A cover version of the song by American alt rock band Camper Van Beethoven appeared on their 1993 rarities compilation Camper Vantiquities. Canadian band Sloan made mention of "Photograph" in their 1996 single "The Lines You Amend", the lyrics of which refer to a song "... about photographs / Sung by Ringo Starr / Especially in the chorus part / You always said, 'Now don't you start'."
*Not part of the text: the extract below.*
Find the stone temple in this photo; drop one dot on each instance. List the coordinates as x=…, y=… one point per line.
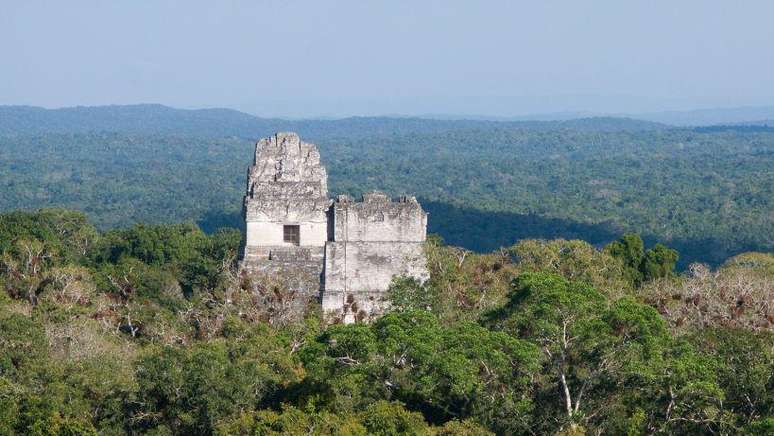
x=343, y=252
Cilla Black eventually recorded "Photograph" for her 2003 album Beginnings: Greatest Hits & New Songs. Music critic Bruce Eder describes it as a version that "she jumps into head first at her most soulful". While Starr's original recording appeared on the soundtrack to Funny People, a cover by the film's leading actor, Adam Sandler, is available as an iTunes bonus track with the album.

==Personnel==
According to Bruce Spizer:

- Ringo Starr – vocals, drums
- George Harrison – 12-string acoustic guitar, backing vocals
- Bobby Keys – tenor saxophone
- Nicky Hopkins – piano
- Vini Poncia – acoustic guitar, backing vocals
- Jimmy Calvert – acoustic guitar
- Klaus Voormann – bass guitar
- Jim Keltner – drums
- Lon Van Eaton – percussion
- Derrek Van Eaton – percussion
- Jack Nitzsche – orchestral and choral arrangements

==Charts==

===Weekly charts===

| Chart (1973–74) | Peak position |
|---|---|
| Australian Go-Set Top 40 Singles | 1 |
| Australian Kent Music Report | 1 |
| Belgian Ultratop Singles (Flanders) | 8 |
| Canadian RPM 100 | 1 |
| Canadian RPM Adult Contemporary | 3 |
| Dutch MegaChart Singles | 4 |
| Irish Singles Chart | 15 |
| Japanese Oricon Singles Chart | 55 |
| New Zealand Listener Chart | 4 |
| Norwegian VG-lista Singles | 6 |
| South African Springbok Singles Chart | 2 |
| Swiss Hitparade | 6 |
| UK Singles Chart | 8 |
| US Billboard Easy Listening | 3 |
| US Billboard Hot 100 | 1 |
| US Cash Box Top 100 | 1 |
| West German Media Control Singles | 5 |

===Year-end charts===

| Chart (1973) | Rank |
|---|---|
| Canadian RPM Top Singles | 25 |

| Chart (1974) | Rank |
|---|---|
| Australia (Kent Music Report) | 24 |
| South African Springbok Singles | 18 |
| US Cash Box Top 100 | 61 |

==Certifications==

| Region | Certification | Certified units/sales |
| United States (RIAA) | Gold | 1,000,000^{^} |
^{^} Shipments figures based on certification alone.